Background: Women with cystic fibrosis (CF) now have a median age of survival of 38.3 years, and for the first time in history, may require contraception on a population-based level. Additionally, it appears that female CF patients are prone to a more severe disease course than their male counterparts. This CF “gender gap” may be mediated by endogenous estradiol. Limited data suggest that women using combined hormonal contraception suffer fewer exacerbations. We hypothesize that combined hormonal contraception is acceptable to women with CF and that there are disease-specific, non-contraceptive benefits for women with CF.
Objectives: To gather preliminary data on the acceptability of hormonal contraception in women with CF and to preliminarily evaluate the physiologic effects of combined hormonal contraception on CF disease.

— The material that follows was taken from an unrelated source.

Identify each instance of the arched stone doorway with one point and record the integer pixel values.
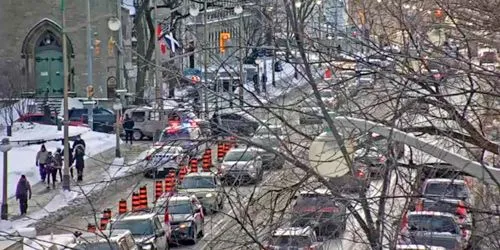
(42, 51)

Methods: We propose a time-series prospective pilot trial in which 20 female CF patients with regular menstrual cycles and cyclic exacerbations will be recruited to undergo evaluation with and without a single formulation of combined oral contraception (COC). During an initial 3-cycle hormone-free interval, participants will complete twice monthly pulmonary function tests (PFTs), quality of life assessments and provide sputum samples (assessed for the presence of Pseudomonas and pathologic mucoidy conversion). After this period, participants will initiate COCs and will be followed for 6 additional months. In this phase, participants will complete monthly PFTs, quality of life assessments, and provide sputum samples and estradiol levels. Using these methods, lung function and Pseudomonas mucoidy conversion will be correlated with hormone levels. Satisfaction of COC will be assessed at the end of the study period using a 10-point Likert scale.
Expected Results: We hypothesize that COCs will be acceptable to women with CF and that COCs will improve validated clinical parameters of CF.